Jackie Carroll: How businesses are filling the skills gap

CAPE TOWN, SOUTH AFRICA – FEBRUARY 20: Thousands of people at a march against violence on February 20, 2013 at the University of Cape Town in Cape Town, South Africa. Students, academics, researchers and support staff have expressed their outrage at the violent crimes perpetuated across the country. (Photo by Gallo Images / Foto24 / Yunus Mohamed)

Every year, Human Rights Day gives us the opportunity to reflect on the state of human rights in South Africa. Education is a fundamental human right and the foundation upon which other rights are built on. Without education, an individual cannot realise their full potential and shake off the shackles of poverty.

As UNESCO outlines, “education promotes individual freedom and empowerment and yields important development benefits. Yet millions of children and adults in South Africa have been deprived of educational opportunities”.

Basic Education is one of the focus areas identified by the South African Human Rights Commission (SAHRC) in order to effectively fulfill its mandate of promoting, protecting, and monitoring the realisation of all Human Rights in South Africa.

SAHRC published its Charter of Children’s Basic Education Rights in 2012, which was created to provide a benchmark of where South Africa was in terms of fulfilling the right to a basic education and where the country needs to be to ensure that every child receives a quality education.

“The right to a basic education is a constitutionally protected right that is unequivocally guaranteed to all children in South Africa. It is considered a central facilitative right that is not qualified by expressions such as ‘available resources’, ‘progressive realisation’, or ‘reasonable legislative measures’ which are applicable to other socio-economic rights enshrined in our Constitution,” wrote Commissioner Lindiwe Mokate of the South African Human Rights Commission in the foreword of the charter.

While the intent of this charter is admirable (and necessary) many educational authorities have wondered how this charter will encourage schools and educators to take their responsibilities more seriously. It will take many years for learners to be provided with a decent, solid education while the charter’s ambitions for literacy and numeracy take root.

It has been five years since the charter was published, and matriculants continue to enter the work force with very limited literacy skills – virtually illiterate without the skills to successfully pursue either tertiary education or an artisan career.

With this shortfall, responsibility has fallen on corporates and big business in South Africa to train and educate current or prospective employees who are equally deserving of their human rights.

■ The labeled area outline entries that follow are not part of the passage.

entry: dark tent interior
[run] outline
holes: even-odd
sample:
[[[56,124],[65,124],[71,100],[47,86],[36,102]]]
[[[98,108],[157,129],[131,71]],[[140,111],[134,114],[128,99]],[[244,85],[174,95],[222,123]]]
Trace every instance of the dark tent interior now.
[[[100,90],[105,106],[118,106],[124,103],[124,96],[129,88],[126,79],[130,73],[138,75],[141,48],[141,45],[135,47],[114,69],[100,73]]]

Several blue chip businesses and multinationals in South Africa have realised that Adult Education and Training (AET) is the only way to currently bridge the gap between what should have been achieved at school and what needs to be learned to function as an employee, contribute to the economy and society at large.

Catastrophically, the majority of those who have completed matric are being placed on AET levels that are below Grade 9, with low levels of literacy, which means there is significant work to be done. The role of businesses in providing proper bridging education to their staff can be seen as corporate citizenship and indeed one of the only ways that many South Africans will be able to function successfully in the workforce.

By corporates providing skills and undertaking training programmes, they are assisting employees in realising their human right to a decent education.

An established AET service provider is an ideal solution for a corporate citizenship programme. Employees are individually assessed for their specific capabilities and areas for improvement with a variety of multimedia tools being employed. Locally developed courses with culturally sensitive content understand the needs of South African learners and often yield the best outcomes.

Learners should be equipped with improved literacy and numeracy but also the life skills necessary to apply their new-found knowledge to their working environment. Special AET courses are now also available for those with vision or hearing impediments – the right to an education is not just for a select few and can be attained whatever the restrictions one may face.

South Africa is not yet providing every child with a substantial education, however there are moves towards improving the state of education, as can be seen in the SAHRC charter.

It is only through decent education that the country will see a significant amount of social change and a decrease of poverty. A literate workforce is an empowered and more valuable society with fires in their hearts, food on their tables and their right to an education fulfilled.